Although it's been around for a while, the genetic library and its associated kernel plugins by Jake Moilanen have again surfaced in some of the more recent cutting-edge kernels.
New kernel features come and go, and certainly not all get to stick around in mainline. Genetic isn't there yet either, and it may never be, but it's become increasingly more interesting as its development progresses.
Or maybe I'm just fascinated by the concept of a kernel that can tune itself.
The purpose behind 'Genetic', in Moilanen's own words, is "that sys-admins and users never have to explicitly tune their system, but have it done autonomically."
It does this by monitoring the kernel workload and adjusting kernel parameters for (hopefully) optimal performance. It doesn't just do this via pre-defined tables of variables, though there is work being done in this area, but by applying genetic evolutionary theory (in the CS sense) to the kernel's performance, adjusting values on the fly and seeing how well they enhance or impact its operation. Values that work are 'evolved' further, measured again, and the process repeats. The idea is that, eventually, after a certain amount of uptime and/or consistent loads, the algorithm has determined the optimal kernel parameters for a given workload.
Why not just tweak these yourself with 'known good' values? Because, literally, the array of kernel tunables combined with the vast array of application loads a kernel can process is limitless. And then, naturally, the load on the kernel changes, and the optimal configuration with it. Of course known good values are close enough, which is why the kernel ships with one size fits most values.
But this is the premise behind the genetic libraries -- to let the kernel do the work for you. That said, nothing in life is free and the overhead of the genetic library and associated plugins can, as much they as improve performance, also impact it adversely. It's all dependent on the load.
Currently Moilanen has released the core genetic library and two kernel plugins -- one for the Zaphod CPU scheduler, and one for the Anticipatory I/O scheduler, the default I/O scheduler in the Linux kernel.
So does it work? Well, I've only just installed a kernel using the genetic anticipatory scheduler (see below) and, to be honest, I'd be hard pressed to be able to quantify a noticeable improvement -- but my gateway box isn't exactly loaded, spending most of its time shuffling packets and serving files.
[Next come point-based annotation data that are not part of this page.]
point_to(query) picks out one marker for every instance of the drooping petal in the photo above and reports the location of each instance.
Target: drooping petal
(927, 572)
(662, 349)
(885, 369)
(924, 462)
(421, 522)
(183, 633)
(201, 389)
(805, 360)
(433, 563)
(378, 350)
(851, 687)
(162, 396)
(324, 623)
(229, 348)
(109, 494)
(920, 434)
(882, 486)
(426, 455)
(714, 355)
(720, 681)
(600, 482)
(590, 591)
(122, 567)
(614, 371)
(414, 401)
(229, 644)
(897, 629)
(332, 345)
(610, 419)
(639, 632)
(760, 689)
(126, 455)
For other results, Moilanen has a summary of his own observations on the Genetic library homepage.
Speaking of which, one of Moilanen's planned updates is applying Genetic to the kernel's packet scheduler. I don't know why, but this sounds fascinating to me -- imagine a gateway box (and ultimately, built-in Linux based routers) being able to tune kernel (and presumably, TCP/IP) parameters on the fly based on Layer 7 classified traffic: different settings for VoIP, games with UDP, P2P file sharing, browsing and so on, all dynamically implemented on the fly. Of course, it may also make no perceivable difference. But hey, it's there.
I am, yet again, in awe of the kernel developer community and the innovative, and sometimes diverse, ways the kernel develops. If you want to experiment, the latest version is included in Emission sources 2.6.17-emission8.